Near Dark (1987)

Bigelow’s first solo outing as director is an entertaining, at times subversive, neo-western vampire movie that is not afraid to have fun with its material. 

Rating: 3.5 out of 5.

Review #2,508

Dir. Kathryn Bigelow
1987 | USA | Horror/Thriller | 94 min | 1.85:1 | English
M18 (edited) for some violence and gore

Cast: Adrian Pasdar, Jenny Wright, Lance Henriksen, Bill Paxton, Jenette Goldstein
Plot: A small-town farmer’s son reluctantly joins a traveling group of vampires after he is bitten by a beautiful drifter.
Awards: Official Selection (Toronto)
Distributor: Studiocanal

Accessibility Index
Subject Matter: Moderate – Vampires; Love & Family
Narrative Style: Straightforward
Pace: Normal
Audience Type: Cult Mainstream

Viewed: MUBI (uncut version)
Spoilers: No


There were moments in Near Dark that felt like a James Cameron ‘Terminator’ movie—cue a scene featuring a heavy truck and a relentless villain, or one where a van crashes into a house in order to rescue folks trapped inside, which seems like a dress rehearsal for T2’s escape from Cyberdyne scene four years later. 

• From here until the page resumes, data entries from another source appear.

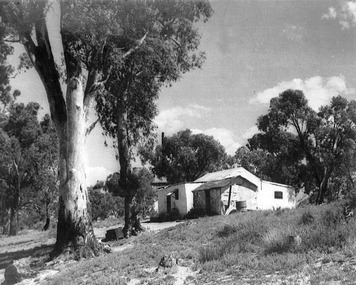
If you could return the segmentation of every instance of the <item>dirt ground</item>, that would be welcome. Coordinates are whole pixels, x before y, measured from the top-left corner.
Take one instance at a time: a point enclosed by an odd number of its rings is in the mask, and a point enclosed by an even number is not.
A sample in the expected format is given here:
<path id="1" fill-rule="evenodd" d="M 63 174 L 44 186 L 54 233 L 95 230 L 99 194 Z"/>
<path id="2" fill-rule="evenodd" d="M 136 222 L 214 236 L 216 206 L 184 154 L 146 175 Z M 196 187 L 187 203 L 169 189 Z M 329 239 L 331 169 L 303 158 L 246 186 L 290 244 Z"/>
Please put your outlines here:
<path id="1" fill-rule="evenodd" d="M 151 223 L 149 221 L 142 222 L 142 226 L 146 231 L 159 231 L 165 228 L 170 228 L 178 225 L 179 222 Z M 123 225 L 113 225 L 107 227 L 94 227 L 95 236 L 98 239 L 105 238 L 106 231 Z M 18 236 L 7 237 L 0 236 L 0 284 L 4 281 L 4 272 L 7 265 L 13 260 L 33 257 L 33 254 L 49 253 L 56 241 L 56 230 L 50 229 L 46 232 L 36 230 L 26 230 L 20 232 Z M 122 248 L 113 248 L 114 251 L 122 250 Z M 43 272 L 43 278 L 55 274 L 55 272 Z M 36 278 L 39 280 L 39 278 Z M 42 278 L 40 278 L 42 279 Z M 21 282 L 22 284 L 23 282 Z M 31 280 L 27 280 L 23 284 L 36 284 Z"/>

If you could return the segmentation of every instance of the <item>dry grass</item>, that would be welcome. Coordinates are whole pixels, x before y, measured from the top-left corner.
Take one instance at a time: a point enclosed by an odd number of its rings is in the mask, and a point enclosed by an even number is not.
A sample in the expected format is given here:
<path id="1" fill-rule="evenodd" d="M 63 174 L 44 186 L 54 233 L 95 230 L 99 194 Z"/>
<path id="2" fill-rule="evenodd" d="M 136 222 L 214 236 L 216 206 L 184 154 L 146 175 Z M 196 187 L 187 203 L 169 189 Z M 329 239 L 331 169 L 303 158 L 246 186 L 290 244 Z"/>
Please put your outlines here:
<path id="1" fill-rule="evenodd" d="M 356 280 L 356 260 L 348 263 L 356 253 L 356 223 L 345 221 L 341 203 L 199 218 L 112 245 L 127 243 L 133 246 L 64 266 L 44 284 L 174 284 L 175 272 L 154 270 L 171 253 L 195 272 L 187 275 L 189 284 L 295 284 L 305 276 L 311 284 Z"/>

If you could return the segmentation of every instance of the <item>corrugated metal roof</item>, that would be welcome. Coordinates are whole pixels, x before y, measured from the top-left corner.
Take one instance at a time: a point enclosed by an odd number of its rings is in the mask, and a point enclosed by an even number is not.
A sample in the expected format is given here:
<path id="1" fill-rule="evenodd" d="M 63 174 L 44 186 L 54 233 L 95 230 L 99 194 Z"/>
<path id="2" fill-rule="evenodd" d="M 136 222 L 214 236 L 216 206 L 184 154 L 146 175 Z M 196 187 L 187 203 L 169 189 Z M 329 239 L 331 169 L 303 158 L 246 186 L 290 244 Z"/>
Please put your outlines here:
<path id="1" fill-rule="evenodd" d="M 206 189 L 212 188 L 227 188 L 231 185 L 231 178 L 223 179 L 223 180 L 216 180 L 216 181 L 209 181 L 200 185 L 198 188 L 194 189 L 194 191 L 201 191 Z"/>
<path id="2" fill-rule="evenodd" d="M 222 188 L 222 189 L 227 189 L 231 185 L 244 185 L 245 187 L 257 191 L 258 185 L 253 183 L 252 181 L 249 181 L 245 177 L 242 177 L 241 175 L 237 177 L 231 177 L 231 178 L 225 178 L 221 180 L 215 180 L 215 181 L 208 181 L 204 183 L 203 185 L 199 186 L 198 188 L 194 189 L 193 192 L 196 191 L 203 191 L 207 189 L 214 189 L 214 188 Z"/>
<path id="3" fill-rule="evenodd" d="M 208 182 L 208 181 L 216 181 L 222 180 L 226 178 L 232 178 L 241 176 L 247 179 L 248 181 L 252 182 L 255 185 L 259 185 L 261 179 L 257 176 L 253 175 L 251 172 L 247 171 L 245 168 L 239 166 L 236 168 L 225 169 L 221 171 L 207 173 L 204 176 L 198 178 L 194 182 Z"/>

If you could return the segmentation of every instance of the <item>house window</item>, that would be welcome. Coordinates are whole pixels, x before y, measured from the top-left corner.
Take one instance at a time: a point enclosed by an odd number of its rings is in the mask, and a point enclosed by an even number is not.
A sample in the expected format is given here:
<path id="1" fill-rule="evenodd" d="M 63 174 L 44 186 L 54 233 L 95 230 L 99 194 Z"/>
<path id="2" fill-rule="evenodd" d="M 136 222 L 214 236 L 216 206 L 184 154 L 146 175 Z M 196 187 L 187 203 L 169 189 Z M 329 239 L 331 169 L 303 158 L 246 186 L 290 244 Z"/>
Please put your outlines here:
<path id="1" fill-rule="evenodd" d="M 274 199 L 283 199 L 282 191 L 274 191 Z"/>

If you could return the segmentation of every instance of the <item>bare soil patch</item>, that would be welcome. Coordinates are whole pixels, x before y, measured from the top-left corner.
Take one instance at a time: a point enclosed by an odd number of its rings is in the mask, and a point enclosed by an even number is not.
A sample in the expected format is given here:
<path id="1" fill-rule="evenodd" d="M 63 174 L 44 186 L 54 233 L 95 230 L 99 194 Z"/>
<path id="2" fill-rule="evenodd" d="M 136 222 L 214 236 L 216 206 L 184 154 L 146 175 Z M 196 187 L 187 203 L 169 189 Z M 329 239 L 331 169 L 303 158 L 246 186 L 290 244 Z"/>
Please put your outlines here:
<path id="1" fill-rule="evenodd" d="M 142 222 L 142 226 L 147 232 L 156 232 L 165 228 L 174 227 L 178 222 L 166 222 L 166 223 L 151 223 L 149 221 Z M 105 233 L 109 229 L 123 226 L 122 224 L 94 227 L 94 233 L 98 239 L 103 239 Z M 18 236 L 7 237 L 0 236 L 0 284 L 4 281 L 5 268 L 12 263 L 13 260 L 19 260 L 23 258 L 37 258 L 49 256 L 53 250 L 55 244 L 55 229 L 49 231 L 36 231 L 26 230 L 21 232 Z M 134 237 L 120 240 L 116 242 L 110 242 L 114 252 L 123 251 L 133 247 Z M 43 268 L 39 268 L 36 278 L 26 279 L 19 284 L 41 284 L 41 282 L 48 277 L 55 275 L 65 267 L 63 262 L 49 263 Z"/>

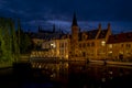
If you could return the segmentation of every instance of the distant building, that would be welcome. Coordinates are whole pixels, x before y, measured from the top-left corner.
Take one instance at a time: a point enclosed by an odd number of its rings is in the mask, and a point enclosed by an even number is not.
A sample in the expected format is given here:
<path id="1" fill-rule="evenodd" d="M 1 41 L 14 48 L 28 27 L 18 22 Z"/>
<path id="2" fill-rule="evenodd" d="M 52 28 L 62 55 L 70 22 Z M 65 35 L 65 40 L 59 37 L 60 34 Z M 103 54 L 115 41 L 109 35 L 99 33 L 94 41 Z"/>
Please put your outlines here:
<path id="1" fill-rule="evenodd" d="M 113 34 L 107 42 L 107 58 L 132 61 L 132 32 Z"/>
<path id="2" fill-rule="evenodd" d="M 32 34 L 40 50 L 32 51 L 31 57 L 58 57 L 59 59 L 86 61 L 130 61 L 132 58 L 132 32 L 111 34 L 110 23 L 107 29 L 81 31 L 76 14 L 72 23 L 72 34 L 38 30 Z"/>

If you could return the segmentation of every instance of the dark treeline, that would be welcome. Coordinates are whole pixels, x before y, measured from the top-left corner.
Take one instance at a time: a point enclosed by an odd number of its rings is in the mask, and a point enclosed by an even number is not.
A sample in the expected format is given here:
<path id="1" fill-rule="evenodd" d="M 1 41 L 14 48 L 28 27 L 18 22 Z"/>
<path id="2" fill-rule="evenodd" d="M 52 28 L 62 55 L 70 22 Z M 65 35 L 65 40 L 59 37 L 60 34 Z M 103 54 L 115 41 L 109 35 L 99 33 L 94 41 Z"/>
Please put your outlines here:
<path id="1" fill-rule="evenodd" d="M 15 24 L 18 28 L 15 28 Z M 0 62 L 16 62 L 20 54 L 30 53 L 31 38 L 21 29 L 20 20 L 0 18 Z"/>

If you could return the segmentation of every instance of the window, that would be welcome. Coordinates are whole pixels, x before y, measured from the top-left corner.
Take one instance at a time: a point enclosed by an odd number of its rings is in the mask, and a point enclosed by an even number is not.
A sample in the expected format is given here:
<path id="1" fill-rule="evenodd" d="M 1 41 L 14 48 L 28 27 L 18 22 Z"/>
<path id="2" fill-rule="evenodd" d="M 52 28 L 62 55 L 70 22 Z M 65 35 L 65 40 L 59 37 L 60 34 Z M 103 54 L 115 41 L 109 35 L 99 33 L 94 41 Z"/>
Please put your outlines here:
<path id="1" fill-rule="evenodd" d="M 84 44 L 82 44 L 82 47 L 85 47 L 85 46 L 86 46 L 86 44 L 84 43 Z"/>
<path id="2" fill-rule="evenodd" d="M 87 46 L 90 46 L 90 44 L 89 44 L 89 43 L 87 43 Z"/>
<path id="3" fill-rule="evenodd" d="M 112 48 L 112 44 L 109 44 L 109 48 Z"/>

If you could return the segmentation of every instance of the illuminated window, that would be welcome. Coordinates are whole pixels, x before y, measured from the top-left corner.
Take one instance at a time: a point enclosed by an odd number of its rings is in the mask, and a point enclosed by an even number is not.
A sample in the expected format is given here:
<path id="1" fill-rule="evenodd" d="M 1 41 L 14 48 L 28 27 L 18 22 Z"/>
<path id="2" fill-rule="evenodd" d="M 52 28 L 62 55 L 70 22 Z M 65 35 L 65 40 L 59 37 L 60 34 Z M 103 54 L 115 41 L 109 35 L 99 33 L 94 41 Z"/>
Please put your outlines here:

Although Kathryn Bigelow’s marriage to Cameron was short-lived, Near Dark bears a number of fingerprints that would come to define the latter’s set piece-heavy action cinema. 

Bigelow, who would become the first woman to win the Best Director Oscar (for 2009’s The Hurt Locker), shows her assuredness as a filmmaker in her first solo outing as director. 

“Listen hard. The night. It’s deafening.”

She fashions a lean but effective vampire movie, set against the vast, lonely landscape of small-town America.  Adopting iconography from the Western, she reconfigures genre conventions with effortless ease, turning Near Dark into a neo-western horror, yet her film isn’t all gloom and dread. 

In fact, the movie is not afraid to have fun with its material, and this is most evident from the wonderful chemistry of its cast, which includes Aliens’ alumni Lance Henriksen, Bill Paxton and Jenette Goldstein.  A young man is bitten by a drifter and turns into a vampire.  He is, however, living on borrowed time as a ragtag group of vampires forces him to make his first kill. 

The most memorable segment in the film has got to be the protracted diner scene, which Bigelow maximises not just tension but laughs, conflating suspense and absurdity in a gleeful, subversive way.